Su mano estaba fría en cuanto la encerró entre las suyas para decirle con su tacto que ella estaba ahí, a su lado, para lo que necesitara. Nunca las mejillas de Miriam estuvieron tan rojizas y sus lágrimas formaron una cruz al cruzar sobre la comisura de sus labios, siendo lo más cuidadosa posible con su amigo. Leo dormitaba y la sentía, pero no quería abrir los ojos y perder la compañía de la chica a su izquierda; la oía orar en un suave susurro que podía confundir con la llovizna suave rodeándolos. Sus manos protegían la suya, y el invierno dejaba de existir en su interior por un instante. Lo dulce nunca le había gustado, hasta que Miriam lo hizo retractarse de dicho gusto. Pronto, le pondría un poco de azúcar a su café, sólo porque eso le recordaría a ella. Esa sensación de ser correspondido por un sentimiento que, presente, se confundía en el aire. Todavía ella oraba, cuando Leo decidió enderezar su cuerpo un poco, reclinando su cabeza hacia delante, agradeciendo que Miriam estuviera con sus párpados ciegos, y como un errante, buscó un ángulo cómodo para poder besarla. Su corazón se lo pedía. La soledad, también. Y antes de que pudiera hacerlo, ella abrió sus ojitos y se alejó un segundo, eclipsando sus miradas. Miriam vio el café de sus ojos tan cerca, que temió respirar su mismo aire. No quería malos entendidos con su amigo... No quería confundirse, y mucho menos, enamorarse.

Sus padres no le habían demostrado un amor genuino dentro de su matrimonio. ¿Qué le aseguraba el amor si se volvía a repetir aquello, pero con ella?

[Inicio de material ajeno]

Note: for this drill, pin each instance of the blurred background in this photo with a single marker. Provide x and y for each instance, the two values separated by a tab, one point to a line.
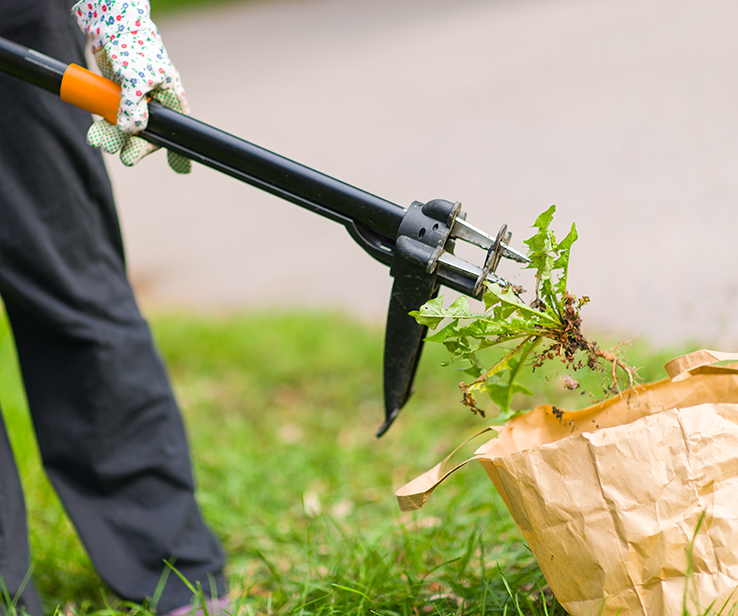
622	113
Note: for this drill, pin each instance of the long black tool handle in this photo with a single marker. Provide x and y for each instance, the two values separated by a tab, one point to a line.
210	146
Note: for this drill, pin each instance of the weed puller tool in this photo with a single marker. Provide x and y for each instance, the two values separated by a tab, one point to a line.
417	243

—Lo siento... —sollozó, poniéndose de pie antes de que el muchacho intentara convencerla—. No me siento preparada para... abrir mi corazón de esa forma, Leo.

—¿Por qué? —quiso saber él en su desconcierto—. ¿Hubo alguien que te rompió el corazón?

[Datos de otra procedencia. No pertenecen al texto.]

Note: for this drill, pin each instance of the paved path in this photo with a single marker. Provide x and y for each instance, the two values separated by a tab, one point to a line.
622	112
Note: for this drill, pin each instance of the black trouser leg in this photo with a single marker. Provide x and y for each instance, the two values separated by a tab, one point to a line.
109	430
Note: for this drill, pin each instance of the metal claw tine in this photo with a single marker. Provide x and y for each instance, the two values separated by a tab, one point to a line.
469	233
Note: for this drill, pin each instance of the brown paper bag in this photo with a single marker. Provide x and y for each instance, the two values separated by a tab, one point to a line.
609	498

—Digamos que sí, pero, no tiene nada que ver con un amor romántico.

Miriam era un jardín de secretos en ese momento. Cruzada de brazos, permanecía alejada de su amigo, ahora, ¿enamorado de ella? O eso parecía... La verdad estaba empañada por los nervios y la incertidumbre; la confusión se iba entrometiendo, sutil y seductora, en cada emoción que el muchacho sentía por la joven, casi en viceversa por parte de ella. Pronto, lo dulce se tornó amargo, siendo Miriam la que soltó las palabras que nunca debió soltar; abrió la puerta que nunca debió abrir.

—Además... no sé cómo besar a un chico.

—No es la gran cosa, si piensas que es difícil... —La voz de Leo suavizó los temores de la fémina, pero, no la estaba convenciendo aún.

—Pienso lo que es correcto, Leo.

—¿Y qué es lo correcto?

La respuesta, lo dejó helado, otra vez.

—Un compromiso con Dios primero.

La visita para Miriam acabó allí. Tomando su pequeño bolso, y sin importar que la lluvia cayera a cántaros, se despidió de Leo y dejó las cosas suspendidas hasta que su corazón dejara de golpearle el pecho con fervor.